Но Ленин не мог предвидеть гибель основанной им державы и уж никак не мог ожидать, что Россия станет той страной, которая поступит именно таким образом.
Головко во многом был согласен со своим гостем. Он приводил такие же аргументы, хотя с меньшим количеством децибелов, в кабинете президента Грушевого.
— Нашей стране нужна твёрдая валюта, Геннадий Иосифович.
— Это верно. И, возможно, когда-нибудь нашей стране понадобятся нефтяные месторождения и золотые шахты Сибири. Что мы будем делать, если они окажутся в руках узкоглазых? — потребовал ответа Бондаренко.
— Министерство иностранных дел скептически относится к такому варианту, — ответил Сергей Николаевич.
— Отлично! А согласятся ли эти гомики из Министерства иностранных дел взяться за оружие, если ошибутся в своих предсказаниях, или будут ломать руки и утверждать, что они ни при чем? Мои войска слишком рассеяны по стране, чтобы противостоять угрозе.
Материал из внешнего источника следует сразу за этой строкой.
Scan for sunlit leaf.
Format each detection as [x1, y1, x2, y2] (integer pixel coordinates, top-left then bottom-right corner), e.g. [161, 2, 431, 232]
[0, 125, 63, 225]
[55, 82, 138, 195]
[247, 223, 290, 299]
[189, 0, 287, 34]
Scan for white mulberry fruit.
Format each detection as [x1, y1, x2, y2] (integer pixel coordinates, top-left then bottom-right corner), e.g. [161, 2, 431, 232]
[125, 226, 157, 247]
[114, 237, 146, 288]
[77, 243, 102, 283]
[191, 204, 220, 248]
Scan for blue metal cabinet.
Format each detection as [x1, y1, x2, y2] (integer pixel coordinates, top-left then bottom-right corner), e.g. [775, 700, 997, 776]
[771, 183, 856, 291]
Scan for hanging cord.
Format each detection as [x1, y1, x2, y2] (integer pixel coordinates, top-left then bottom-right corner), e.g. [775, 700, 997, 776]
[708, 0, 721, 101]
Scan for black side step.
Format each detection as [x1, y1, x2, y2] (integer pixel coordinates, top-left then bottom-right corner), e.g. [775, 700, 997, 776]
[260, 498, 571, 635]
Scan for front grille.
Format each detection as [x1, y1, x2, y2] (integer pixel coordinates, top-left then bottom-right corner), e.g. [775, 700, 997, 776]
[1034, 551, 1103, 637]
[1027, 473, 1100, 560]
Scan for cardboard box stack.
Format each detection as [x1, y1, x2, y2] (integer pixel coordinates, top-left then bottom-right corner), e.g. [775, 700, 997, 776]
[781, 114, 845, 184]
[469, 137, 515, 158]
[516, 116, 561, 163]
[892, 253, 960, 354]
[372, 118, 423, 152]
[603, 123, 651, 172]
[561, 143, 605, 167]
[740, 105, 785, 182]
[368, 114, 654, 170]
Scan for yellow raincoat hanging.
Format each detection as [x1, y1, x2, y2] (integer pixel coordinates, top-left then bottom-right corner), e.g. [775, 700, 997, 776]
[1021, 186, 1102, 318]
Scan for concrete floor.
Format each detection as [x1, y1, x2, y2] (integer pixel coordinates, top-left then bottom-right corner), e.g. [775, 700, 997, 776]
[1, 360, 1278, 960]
Я не могу остановить нападение со стороны китайцев, а теперь, когда мы продаём им проект производства танков Т-99…
— Им понадобится пять лет, чтобы наладить серийное производство этих танков, а к этому времени мы будем производить в Челябинске танки Т-10, разве не так?
То, что на вооружении Народной армии Китая состояло сейчас четыре тысячи танков Т-80/90, спроектированных в России, даже не обсуждалось. Это произошло несколько лет назад. Однако китайцы не стали использовать 115-миллиметровые русские танковые орудия, заменив их на нарезные 105-миллиметровые орудия, купленные у оборонной промышленности Израиля и известные в Америке как М-68. Они поступили в Китай в комплекте с тремя миллионами снарядов, изготовленных по американским спецификациям, вплоть до снарядов из обеднённого урана. Этот обеднённый уран был получен скорее всего из отходов реакторов, которые выпускали плутоний для китайского ядерного оружия. О чем думают политические деятели, не мог понять Бондаренко. С ними говорят и говорят, объясняют и объясняют, но они отказываются слушать!.. «Наверно, это типично усский феномен, несвойственный политикам других стран», — подумал генерал. Сталин приказал расстрелять офицера разведки, который предсказал — как потом оказалось, совершенно точно — день германского нападения на Советский Союз в июне 1941 года. И тогда немцы оказались у самой Москвы. А почему его расстреляли? Да потому что его донесения не соответствовали мнению самого вождя, тогда как Лаврентий Берия проявил здравый смысл и сказал то, что хотелось услышать Сталину. Берия уцелел, хотя оказался не прав. Такова награда истинному патриоту.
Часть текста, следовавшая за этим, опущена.